Quando questo incubo sarà finito
In questo testo scritto poco prima della sua morte, David Graeber sostiene che dopo la pandemia, non possiamo tornare ad accettare il sistema. Si dovrebbe cominciare dal prendersi cura di chi si prende cura degli altri
Ad un certo punto nei prossimi mesi, la crisi sarà dichiarata conclusa e potremo tornare ai nostri lavori «non essenziali». Per molti sarà come svegliarsi da un sogno.

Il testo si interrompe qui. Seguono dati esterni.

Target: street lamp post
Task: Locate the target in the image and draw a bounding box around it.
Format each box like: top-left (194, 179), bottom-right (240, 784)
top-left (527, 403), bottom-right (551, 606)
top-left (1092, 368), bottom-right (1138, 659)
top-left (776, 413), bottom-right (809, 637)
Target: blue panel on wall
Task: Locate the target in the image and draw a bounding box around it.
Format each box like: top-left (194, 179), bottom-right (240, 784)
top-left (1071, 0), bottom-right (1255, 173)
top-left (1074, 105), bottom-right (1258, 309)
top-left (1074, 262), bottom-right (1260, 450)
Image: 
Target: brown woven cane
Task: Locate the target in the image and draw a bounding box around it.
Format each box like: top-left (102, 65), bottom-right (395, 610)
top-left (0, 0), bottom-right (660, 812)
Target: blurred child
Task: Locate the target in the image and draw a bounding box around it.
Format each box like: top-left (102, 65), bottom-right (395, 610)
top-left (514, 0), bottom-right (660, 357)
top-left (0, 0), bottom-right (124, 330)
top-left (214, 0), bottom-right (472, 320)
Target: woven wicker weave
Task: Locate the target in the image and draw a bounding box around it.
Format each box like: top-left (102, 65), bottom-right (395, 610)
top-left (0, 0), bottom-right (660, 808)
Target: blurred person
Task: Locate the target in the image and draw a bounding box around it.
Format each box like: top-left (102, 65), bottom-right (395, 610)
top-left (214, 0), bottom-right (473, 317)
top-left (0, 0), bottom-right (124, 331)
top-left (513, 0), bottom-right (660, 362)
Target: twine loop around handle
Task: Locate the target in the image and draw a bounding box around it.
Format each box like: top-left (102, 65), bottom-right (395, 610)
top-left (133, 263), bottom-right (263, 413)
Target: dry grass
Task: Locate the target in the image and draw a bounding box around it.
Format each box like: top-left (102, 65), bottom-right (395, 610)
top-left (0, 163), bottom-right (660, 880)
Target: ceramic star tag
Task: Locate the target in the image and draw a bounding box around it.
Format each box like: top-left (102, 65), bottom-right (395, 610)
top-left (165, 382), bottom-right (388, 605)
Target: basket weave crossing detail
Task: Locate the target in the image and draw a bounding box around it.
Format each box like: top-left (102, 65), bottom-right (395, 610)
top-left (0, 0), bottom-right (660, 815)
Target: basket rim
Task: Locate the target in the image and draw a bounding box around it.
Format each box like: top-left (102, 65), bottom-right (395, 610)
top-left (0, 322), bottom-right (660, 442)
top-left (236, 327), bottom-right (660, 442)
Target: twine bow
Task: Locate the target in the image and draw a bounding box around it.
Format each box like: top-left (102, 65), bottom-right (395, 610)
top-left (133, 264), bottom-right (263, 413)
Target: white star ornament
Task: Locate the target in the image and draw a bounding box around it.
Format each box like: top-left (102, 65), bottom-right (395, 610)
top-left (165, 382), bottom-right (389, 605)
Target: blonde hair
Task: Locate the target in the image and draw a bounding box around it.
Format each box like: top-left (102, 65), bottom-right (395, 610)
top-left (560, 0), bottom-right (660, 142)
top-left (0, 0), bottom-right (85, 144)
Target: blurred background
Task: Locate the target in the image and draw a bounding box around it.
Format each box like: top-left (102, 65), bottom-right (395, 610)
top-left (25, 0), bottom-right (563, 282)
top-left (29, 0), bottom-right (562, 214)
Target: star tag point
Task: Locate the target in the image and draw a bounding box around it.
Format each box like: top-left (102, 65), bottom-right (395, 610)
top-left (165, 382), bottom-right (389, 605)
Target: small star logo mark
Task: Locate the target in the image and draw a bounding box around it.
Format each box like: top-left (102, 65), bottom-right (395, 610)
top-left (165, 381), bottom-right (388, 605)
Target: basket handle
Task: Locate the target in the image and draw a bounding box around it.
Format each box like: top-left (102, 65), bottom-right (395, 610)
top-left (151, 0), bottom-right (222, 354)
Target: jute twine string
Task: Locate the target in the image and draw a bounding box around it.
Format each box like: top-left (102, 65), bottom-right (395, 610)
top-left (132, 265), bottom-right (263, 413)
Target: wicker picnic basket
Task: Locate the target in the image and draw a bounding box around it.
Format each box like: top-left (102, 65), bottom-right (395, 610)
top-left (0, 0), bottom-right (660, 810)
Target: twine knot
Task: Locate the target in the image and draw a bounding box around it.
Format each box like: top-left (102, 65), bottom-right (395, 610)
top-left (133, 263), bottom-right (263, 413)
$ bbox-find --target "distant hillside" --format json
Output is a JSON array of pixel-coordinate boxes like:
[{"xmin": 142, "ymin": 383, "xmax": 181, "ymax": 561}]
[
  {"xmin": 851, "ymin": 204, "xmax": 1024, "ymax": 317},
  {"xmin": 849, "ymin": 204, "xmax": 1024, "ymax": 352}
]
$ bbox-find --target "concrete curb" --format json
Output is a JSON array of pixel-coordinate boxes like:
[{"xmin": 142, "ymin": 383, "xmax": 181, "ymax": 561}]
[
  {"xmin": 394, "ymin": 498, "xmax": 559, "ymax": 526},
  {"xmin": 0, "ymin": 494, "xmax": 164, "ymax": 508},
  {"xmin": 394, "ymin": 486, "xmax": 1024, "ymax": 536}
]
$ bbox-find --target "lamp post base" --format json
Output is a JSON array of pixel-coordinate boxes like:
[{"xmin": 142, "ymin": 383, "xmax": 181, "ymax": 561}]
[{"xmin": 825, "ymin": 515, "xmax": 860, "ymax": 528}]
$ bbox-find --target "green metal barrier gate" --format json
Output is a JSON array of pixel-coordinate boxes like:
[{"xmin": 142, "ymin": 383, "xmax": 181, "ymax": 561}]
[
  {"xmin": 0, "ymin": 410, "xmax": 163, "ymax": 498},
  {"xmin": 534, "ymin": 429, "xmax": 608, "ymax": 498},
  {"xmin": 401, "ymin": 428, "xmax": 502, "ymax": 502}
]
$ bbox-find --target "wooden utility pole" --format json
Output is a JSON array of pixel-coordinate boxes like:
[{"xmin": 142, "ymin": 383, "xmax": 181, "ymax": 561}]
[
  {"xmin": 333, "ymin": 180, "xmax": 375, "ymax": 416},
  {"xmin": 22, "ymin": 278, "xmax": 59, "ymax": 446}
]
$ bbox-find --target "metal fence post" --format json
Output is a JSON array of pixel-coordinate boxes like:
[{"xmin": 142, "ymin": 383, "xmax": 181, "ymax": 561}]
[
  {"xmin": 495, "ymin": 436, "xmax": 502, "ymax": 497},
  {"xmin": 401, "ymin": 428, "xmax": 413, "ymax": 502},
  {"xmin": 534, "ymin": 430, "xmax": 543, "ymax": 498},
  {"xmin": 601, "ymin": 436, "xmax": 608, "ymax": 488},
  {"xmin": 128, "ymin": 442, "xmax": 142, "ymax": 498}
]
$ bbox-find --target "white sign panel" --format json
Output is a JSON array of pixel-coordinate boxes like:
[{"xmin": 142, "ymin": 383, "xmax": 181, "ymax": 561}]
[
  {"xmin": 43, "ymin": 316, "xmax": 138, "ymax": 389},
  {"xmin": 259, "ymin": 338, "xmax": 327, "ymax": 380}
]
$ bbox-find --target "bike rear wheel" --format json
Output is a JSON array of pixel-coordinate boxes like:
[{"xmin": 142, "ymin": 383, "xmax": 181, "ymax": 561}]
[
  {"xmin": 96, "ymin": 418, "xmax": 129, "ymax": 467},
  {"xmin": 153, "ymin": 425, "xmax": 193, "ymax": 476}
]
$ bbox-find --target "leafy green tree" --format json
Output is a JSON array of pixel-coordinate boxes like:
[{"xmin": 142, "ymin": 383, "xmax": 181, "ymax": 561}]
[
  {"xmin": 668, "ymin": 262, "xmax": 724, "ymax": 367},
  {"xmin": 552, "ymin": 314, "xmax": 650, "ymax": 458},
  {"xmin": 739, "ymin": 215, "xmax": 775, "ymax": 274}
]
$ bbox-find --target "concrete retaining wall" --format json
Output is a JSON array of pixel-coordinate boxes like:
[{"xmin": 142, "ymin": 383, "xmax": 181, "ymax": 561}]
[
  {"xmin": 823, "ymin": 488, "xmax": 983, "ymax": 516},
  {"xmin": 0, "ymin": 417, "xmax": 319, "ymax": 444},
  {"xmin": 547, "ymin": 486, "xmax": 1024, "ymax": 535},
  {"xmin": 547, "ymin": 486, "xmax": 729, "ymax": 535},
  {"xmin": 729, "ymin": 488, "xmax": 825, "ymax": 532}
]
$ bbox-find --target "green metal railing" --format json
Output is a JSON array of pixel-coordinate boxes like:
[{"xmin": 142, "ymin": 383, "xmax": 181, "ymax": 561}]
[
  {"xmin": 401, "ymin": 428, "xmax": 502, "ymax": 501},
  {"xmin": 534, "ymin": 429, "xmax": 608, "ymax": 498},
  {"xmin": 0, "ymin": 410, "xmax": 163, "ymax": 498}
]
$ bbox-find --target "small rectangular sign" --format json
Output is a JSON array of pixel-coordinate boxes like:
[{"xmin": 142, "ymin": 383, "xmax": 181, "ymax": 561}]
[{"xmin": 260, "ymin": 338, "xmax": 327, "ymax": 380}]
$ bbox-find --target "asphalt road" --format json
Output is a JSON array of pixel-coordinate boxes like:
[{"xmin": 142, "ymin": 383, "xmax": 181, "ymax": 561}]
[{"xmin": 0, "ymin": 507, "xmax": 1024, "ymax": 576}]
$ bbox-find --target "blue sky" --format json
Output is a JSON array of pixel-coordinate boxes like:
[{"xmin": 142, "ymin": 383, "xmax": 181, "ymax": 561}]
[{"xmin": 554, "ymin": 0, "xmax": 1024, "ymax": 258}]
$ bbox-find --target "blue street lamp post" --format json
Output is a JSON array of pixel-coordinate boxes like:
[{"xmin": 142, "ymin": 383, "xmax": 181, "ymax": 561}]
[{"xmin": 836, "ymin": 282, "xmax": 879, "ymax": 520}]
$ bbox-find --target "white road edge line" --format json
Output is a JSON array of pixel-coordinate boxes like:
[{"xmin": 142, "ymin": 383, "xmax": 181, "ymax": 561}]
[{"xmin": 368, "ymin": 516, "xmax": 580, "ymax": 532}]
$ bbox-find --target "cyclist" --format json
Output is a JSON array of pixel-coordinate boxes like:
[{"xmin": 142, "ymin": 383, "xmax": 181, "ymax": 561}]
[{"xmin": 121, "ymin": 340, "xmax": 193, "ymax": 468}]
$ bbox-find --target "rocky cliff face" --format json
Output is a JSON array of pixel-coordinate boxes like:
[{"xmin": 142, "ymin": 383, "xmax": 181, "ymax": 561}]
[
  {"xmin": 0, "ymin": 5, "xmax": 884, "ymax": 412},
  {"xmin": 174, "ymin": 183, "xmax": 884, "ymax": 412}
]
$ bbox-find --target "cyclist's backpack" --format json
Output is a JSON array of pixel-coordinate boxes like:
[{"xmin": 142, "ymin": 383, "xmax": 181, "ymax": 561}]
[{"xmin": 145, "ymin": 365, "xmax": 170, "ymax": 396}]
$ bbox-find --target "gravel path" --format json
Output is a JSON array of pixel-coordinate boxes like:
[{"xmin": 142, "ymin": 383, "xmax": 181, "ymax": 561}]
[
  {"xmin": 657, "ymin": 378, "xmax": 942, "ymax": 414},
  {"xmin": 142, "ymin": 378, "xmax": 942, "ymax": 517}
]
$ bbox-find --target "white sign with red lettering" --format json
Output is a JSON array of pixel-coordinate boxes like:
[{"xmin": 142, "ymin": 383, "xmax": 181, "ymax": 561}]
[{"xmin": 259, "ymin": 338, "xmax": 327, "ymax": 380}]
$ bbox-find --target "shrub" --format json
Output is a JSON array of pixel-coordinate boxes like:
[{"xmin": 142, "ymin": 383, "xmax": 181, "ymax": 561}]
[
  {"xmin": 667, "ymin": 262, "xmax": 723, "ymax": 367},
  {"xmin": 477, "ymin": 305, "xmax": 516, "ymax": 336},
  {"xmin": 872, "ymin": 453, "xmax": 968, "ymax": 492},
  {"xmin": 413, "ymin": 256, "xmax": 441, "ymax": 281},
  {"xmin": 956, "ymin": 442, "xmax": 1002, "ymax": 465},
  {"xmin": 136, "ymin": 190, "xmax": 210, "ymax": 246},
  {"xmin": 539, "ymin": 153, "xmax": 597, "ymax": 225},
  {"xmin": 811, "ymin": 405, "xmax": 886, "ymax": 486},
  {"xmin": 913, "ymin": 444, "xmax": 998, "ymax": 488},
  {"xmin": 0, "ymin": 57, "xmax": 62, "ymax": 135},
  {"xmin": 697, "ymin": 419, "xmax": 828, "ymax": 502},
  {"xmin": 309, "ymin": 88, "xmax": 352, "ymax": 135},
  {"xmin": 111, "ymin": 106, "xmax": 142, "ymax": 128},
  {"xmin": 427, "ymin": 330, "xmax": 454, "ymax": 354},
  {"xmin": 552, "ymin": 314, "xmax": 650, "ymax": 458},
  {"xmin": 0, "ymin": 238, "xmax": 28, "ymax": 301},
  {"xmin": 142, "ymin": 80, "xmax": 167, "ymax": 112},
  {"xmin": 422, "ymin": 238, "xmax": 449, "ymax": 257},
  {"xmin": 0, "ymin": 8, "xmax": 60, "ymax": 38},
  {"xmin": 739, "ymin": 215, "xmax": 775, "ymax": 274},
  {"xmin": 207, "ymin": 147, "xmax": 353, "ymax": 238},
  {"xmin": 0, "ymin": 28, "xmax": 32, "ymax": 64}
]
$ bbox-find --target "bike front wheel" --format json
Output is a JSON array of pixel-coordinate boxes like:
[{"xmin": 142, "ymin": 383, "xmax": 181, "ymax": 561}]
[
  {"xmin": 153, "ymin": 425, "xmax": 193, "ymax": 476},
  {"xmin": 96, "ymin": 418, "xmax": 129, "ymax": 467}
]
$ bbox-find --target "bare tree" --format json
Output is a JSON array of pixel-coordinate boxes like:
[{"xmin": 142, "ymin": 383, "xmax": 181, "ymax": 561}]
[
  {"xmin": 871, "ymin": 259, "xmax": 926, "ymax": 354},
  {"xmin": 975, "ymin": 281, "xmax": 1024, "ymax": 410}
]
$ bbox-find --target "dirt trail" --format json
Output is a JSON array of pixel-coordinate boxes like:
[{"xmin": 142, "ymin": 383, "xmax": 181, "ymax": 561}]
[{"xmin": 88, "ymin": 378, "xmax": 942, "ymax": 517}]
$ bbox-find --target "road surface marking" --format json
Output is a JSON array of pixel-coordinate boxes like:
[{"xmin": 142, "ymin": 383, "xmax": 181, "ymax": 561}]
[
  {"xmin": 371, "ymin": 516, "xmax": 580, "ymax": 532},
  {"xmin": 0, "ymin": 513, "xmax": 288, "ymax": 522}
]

Sicuramente i media e la classe politica ci incoraggeranno a pensarla in questo modo. È già successo dopo il crollo finanziario del 2008. Ci fu un breve momento di rimessa in discussione (Che cos’è la «finanza», in fondo? Non sono i debiti di altre persone? Che cos’è il denaro? È anche solo debito? Cos’è il debito? Non è solo una promessa? Se il denaro e il debito sono solo una raccolta di promesse che ci facciamo l’un l’altro, non potremmo crearne di diversi tipi altrettanto facilmente?). La finestra venne sbarrata quasi istantaneamente da coloro che insistevano sul fatto di stare zitti, di smettere di pensare e tornare al lavoro, o almeno iniziare a cercarne uno.
L’ultima volta, la maggior parte di noi ci è cascata. Questa volta è fondamentale che non accada. Perché, in realtà, la crisi che abbiamo appena vissuto è stata il risveglio da un sogno, un confronto con la realtà della vita umana, che consiste nel fatto che siamo un insieme di esseri fragili che si prendono cura l’uno dell’altro e che quelli che fanno la parte del leone di questo lavoro di cura che ci tiene in vita sono sovraccarichi, sottopagati e umiliati quotidianamente, e con il fatto che una proporzione molto ampia della fetta di popolazione non fa altro che imbastire fantasie, estrarre rendite e generalmente intralciare coloro producono, riparano, si spostano o trasportano cose o si prendono cura dei bisogni di altri esseri viventi. È obbligatorio non scivolare di nuovo in una realtà in cui tutto ciò ha una sorta di senso inesplicabile, nel modo in cui le cose accadono senza senso come succede di solito nei sogni.
Che ne dite di questo: perché non smettiamo di considerare normale che più è evidente che il lavoro crea benefici agli altri, meno è probabile che si venga pagati per farlo; o che insistano sul fatto che i mercati finanziari sono il modo migliore per dirigere investimenti a lungo termine anche se ci stanno spingendo a distruggere la maggior parte della vita sulla Terra?
Perché, invece, una volta superata l’emergenza in corso, non tenere a mente quello che abbiamo imparato: che se «economia» significa qualcosa, è il modo in cui ci forniamo a vicenda ciò di cui abbiamo bisogno per essere vivi (in tutti i sensi del termine); che quello che chiamiamo «il mercato» è in gran parte solo un modo di catalogare i desideri aggregati dei ricchi, la maggior parte dei quali sono leggermente patologici, e i più potenti dei quali stavano già completando i progetti per i bunker nei quali pianificano di rifugiarsi se continuiamo a essere abbastanza sciocchi da credere alle lezioni dei loro tirapiedi per cui eravamo tutti, collettivamente, troppo privi di buon senso, per fare qualcosa contro le catastrofi in arrivo. Questa volta, possiamo semplicemente ignorarli?
La maggior parte del lavoro che stiamo facendo adesso è il lavoro dei sogni. Esiste solo per sé stesso, o per far sentire bene i ricchi con loro stessi, o per far sentire male i poveri con loro stessi. E se ci fermassimo semplicemente, sarebbe possibile scambiarci una serie di promesse molto più ragionevoli: per esempio, creare un’«economia» che ci consenta di prenderci effettivamente cura delle persone che si prendono cura di noi.
* David Graeber, antropologo statunitense, è scomparso a 59 anni lo scorso 2 settembre. Insegnava alla London School of Economics ed è considerato uno degli autori di riferimento di Occupy Wall street. Ha scritto Debito. I primi 5.000 anni (il Saggiatore, 2012), Bullshit Jobs (Garzanti, 2018) e, tutti con Elèuthera, Frammenti di antropologia anarchica (terza edizione 2020), Critica della democrazia occidentale (seconda edizione 2019) e Oltre il potere e la burocrazia. L’immaginazione contro la violenza, l’ignoranza e la stupidità (2013). Questo articolo è uscito su JacobinMag. La traduzione è a cura della redazione.